Having first been posted by Citi to Bahrain in 1999, Ahmed’s insight into the Gulf nation’s economy as well as Islamic banking – which, at one stage in the past decade, was said to be growing faster than conventional banking – is crucial, especially in the context of the reported sudden downturn in the region’s oil economy over the past three years.
“I feel that, even though there has been a macro-economic concern around the budget deficit that Bahrain has run over the last three years, the economy, as a whole, has been doing quite well and we see that in our own business,” he explains. “We have not had any stress in our portfolio as a result of the downturn in oil prices and we have not had any change in our strategy in the Country.”

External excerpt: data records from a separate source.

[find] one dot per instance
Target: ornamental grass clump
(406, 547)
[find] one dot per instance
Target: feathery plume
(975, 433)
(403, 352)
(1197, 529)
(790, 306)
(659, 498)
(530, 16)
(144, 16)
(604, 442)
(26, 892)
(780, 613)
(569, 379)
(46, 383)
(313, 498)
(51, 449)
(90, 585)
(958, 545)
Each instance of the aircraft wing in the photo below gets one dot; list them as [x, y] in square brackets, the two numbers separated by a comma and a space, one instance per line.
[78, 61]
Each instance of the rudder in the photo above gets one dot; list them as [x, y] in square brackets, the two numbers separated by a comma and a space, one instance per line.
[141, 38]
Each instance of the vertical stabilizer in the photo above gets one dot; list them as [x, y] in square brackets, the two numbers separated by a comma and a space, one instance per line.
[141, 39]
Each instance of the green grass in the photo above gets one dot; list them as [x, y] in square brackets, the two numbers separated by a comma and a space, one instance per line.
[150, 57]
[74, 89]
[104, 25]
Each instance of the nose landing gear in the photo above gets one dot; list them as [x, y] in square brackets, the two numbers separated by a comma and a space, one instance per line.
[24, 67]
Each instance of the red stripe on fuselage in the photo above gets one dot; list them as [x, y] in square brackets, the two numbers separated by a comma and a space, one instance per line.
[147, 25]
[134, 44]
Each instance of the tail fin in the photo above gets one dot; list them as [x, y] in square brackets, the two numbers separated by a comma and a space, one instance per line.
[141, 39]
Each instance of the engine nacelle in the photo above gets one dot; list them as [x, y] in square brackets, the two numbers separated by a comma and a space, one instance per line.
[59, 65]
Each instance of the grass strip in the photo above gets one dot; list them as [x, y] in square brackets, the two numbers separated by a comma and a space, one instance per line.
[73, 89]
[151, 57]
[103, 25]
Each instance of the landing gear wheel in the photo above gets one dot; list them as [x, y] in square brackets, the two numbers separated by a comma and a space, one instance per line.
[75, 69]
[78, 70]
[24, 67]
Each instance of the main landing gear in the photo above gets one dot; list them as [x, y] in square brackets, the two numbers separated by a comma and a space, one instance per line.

In fact, says Ahmed, Gross Domestic Product (GDP) growth in Bahrain has been positive, as a whole. “The Country’s economy has had quite reasonable growth of over 3 percent per annum, but, within that figure, there has been faster growth in the non-oil sector of 7.5 percent per annum,” he adds.
Despite the change in the dynamic between Qatar and its neighbors over the last year, Ahmed says Citi’s commitment to its client base in the region remains unchanged. “We are present in 98 countries around the world,” he points out. “We do business in over 160 countries. So we are invariably exposed to different economic cycles and political events around the world. But we always remain focused on trying to deliver, for our clients, the best possible value proposition that we can have in any particular market. That has exactly been our stance in Bahrain, Kuwait and Qatar. So we have not really had to make any adjustments to our approach to serving our clients in these markets as a result of recent geopolitical events. Of course, we remain mindful of the environment in which we operate but, beyond that, I don’t think there has been any desire or move to change our focus on serving clients.”
Now, as Citi prepares to both celebrate its 50th anniversary in Bahrain next year and looks to consolidate further with an eye on the future, Ahmed says that, by investing heavily in technology, the bank is focused on improving its client experience. “We have upgraded our main operating platform for consumer banking and we have also been investing in our digital capabilities, so that will be a key area of focus for us,” he explains. “We want to be the best for our clients in every segment in which we operate.”